Add SpinQuant into README (pytorch#5412)

mergennachin · facebook-github-bot · commit c8a7762afebf · 2024-09-16T21:25:30.000-07:00
Summary: Pull Request resolved: pytorch#5412 First step in announcing SpinQuant bypass-github-export-checks bypass-github-pytorch-ci-checks bypass-github-executorch-ci-checks Reviewed By: kimishpatel Differential Revision: D62788872 fbshipit-source-id: ccb844245bfbd8829a68faac0871822d309459b1
diff --git a/examples/models/llama2/README.md b/examples/models/llama2/README.md
@@ -31,6 +31,12 @@ We evaluated WikiText perplexity using [LM Eval](https://github.com/EleutherAI/l
 
 Note that groupsize less than 128 was not enabled, since such models were still too large. This is because our current efforts have focused on enabling FP32 and support for FP16 is under way. What this implies for model size is that 1) embedding table is in FP32 and 2) quantized weights scales are FP32.
 
+### SpinQuant (Optional)
+
+To improve accuracy, we can use [SpinQuant](https://github.com/facebookresearch/SpinQuant/tree/main), a post-training quantization (PTQ) technique that generates new quantized weights. In the standard PTQ process, quantization may lead to a decrease in accuracy when there are outliers. The SpinQuant method takes the original weights and produces optimized quantized weights with minimal outliers, resulting in higher accuracy. This can be achieved without any finetuning of the weights and only requires 100 iterations on a single A100 node.
+
+SpinQuant can generate quantized weights that are [compatible with ExecuTorch](https://github.com/facebookresearch/SpinQuant/tree/main?tab=readme-ov-file#3-export-to-executorch), specifically, it can be integrated with the existing optimized XNNPACK kernels (aka group-wise 4bit weight and 8bit dynamic activation). This allows developers to benefit from the higher accuracy of SpinQuant while also taking advantage of the strong performance of ExecuTorch acceleration. We are currently working on enabling SpinQuant for the Llama3.1 8B model on ExecuTorch.
+
 ## Enablement
 
 We have verified running Llama 2 7B [mobile applications](#step-6-build-mobile-apps) efficiently on select devices including the iPhone 15 Pro, iPhone 15 Pro Max, Samsung Galaxy S22 and S24, and OnePlus 12.

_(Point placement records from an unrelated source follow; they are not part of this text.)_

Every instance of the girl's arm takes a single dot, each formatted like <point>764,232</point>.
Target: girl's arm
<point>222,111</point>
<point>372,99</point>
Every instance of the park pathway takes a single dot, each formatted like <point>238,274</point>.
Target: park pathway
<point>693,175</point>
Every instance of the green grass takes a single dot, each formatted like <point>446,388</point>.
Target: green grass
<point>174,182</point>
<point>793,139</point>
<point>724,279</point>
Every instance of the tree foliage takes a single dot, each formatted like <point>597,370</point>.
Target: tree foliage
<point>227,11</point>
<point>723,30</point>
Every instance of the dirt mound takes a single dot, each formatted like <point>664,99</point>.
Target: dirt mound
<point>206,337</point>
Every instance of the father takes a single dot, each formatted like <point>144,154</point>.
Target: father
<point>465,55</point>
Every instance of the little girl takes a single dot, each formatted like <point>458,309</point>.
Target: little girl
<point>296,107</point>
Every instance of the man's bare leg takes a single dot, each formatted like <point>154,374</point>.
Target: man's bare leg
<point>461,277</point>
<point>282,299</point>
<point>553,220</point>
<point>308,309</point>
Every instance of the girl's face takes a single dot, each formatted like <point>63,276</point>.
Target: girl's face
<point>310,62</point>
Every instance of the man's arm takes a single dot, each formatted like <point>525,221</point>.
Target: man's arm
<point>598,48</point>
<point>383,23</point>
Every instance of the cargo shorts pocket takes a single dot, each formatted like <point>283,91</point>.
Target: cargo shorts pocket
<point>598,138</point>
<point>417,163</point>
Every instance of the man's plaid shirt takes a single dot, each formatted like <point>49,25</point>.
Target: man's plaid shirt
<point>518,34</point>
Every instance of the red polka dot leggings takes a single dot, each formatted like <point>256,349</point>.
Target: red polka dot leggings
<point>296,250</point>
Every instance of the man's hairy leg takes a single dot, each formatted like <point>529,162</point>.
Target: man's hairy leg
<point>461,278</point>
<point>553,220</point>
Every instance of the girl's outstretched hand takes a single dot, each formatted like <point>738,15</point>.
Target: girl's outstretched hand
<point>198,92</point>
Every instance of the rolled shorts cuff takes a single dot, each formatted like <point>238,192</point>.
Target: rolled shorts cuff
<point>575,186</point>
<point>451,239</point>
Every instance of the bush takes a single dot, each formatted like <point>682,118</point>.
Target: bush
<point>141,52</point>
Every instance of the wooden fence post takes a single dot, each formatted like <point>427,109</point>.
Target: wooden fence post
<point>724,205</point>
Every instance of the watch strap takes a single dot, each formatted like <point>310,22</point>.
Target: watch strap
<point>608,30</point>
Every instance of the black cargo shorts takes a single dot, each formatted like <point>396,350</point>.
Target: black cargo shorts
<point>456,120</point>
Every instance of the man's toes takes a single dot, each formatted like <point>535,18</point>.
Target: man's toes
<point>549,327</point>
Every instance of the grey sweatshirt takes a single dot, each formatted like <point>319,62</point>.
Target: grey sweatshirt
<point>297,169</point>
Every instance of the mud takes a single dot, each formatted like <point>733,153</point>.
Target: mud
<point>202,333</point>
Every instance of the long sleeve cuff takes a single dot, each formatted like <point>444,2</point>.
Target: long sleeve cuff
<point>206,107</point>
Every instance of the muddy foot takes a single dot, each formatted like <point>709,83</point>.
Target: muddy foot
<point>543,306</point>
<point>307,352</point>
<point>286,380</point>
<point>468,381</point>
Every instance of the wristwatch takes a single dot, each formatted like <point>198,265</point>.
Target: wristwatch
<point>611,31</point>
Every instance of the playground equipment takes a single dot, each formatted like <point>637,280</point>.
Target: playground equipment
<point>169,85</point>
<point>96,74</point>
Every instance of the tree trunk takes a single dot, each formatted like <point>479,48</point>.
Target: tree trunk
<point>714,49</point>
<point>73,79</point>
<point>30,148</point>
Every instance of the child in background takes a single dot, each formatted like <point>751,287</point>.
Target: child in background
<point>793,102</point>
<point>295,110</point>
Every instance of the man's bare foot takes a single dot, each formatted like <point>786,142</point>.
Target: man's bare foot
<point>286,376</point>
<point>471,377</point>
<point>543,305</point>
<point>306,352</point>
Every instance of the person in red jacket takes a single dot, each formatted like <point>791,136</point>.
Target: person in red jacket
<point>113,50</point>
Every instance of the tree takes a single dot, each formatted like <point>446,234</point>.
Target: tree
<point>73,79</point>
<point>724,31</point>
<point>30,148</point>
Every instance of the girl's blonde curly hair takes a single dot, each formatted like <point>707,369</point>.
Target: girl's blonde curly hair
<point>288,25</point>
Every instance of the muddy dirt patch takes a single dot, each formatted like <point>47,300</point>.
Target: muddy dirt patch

@@ -132,6 +138,8 @@ You can export and run the original Llama 3 8B instruct model.
 
     Due to the larger vocabulary size of Llama 3, we recommend quantizing the embeddings with `--embedding-quantize 4,32` as shown above to further reduce the model size.
 
+3. SpinQuant [Optional]. If you want to improve accuracy, you can use [SpinQuant](https://github.com/facebookresearch/SpinQuant). Namely, (1) you can generate a new checkpoint via `31_optimize_rotation_executorch.sh` and `32_eval_ptq_executorch.sh` commands in [SpinQuant repo](https://github.com/facebookresearch/SpinQuant/tree/main?tab=readme-ov-file#3-export-to-executorch) (2) pass in an extra `--use_spin_quant native` argument in `export_llama` script above.
+
 ### Option D: Download models from Hugging Face and convert from safetensor format to state dict
 
 You can also download above models from [Hugging Face](https://huggingface.co/). Since ExecuTorch starts from a PyTorch model, a script like below can be used to convert the Hugging Face safetensors format to PyTorch's state dict. It leverages the utils provided by [TorchTune](https://github.com/pytorch/torchtune).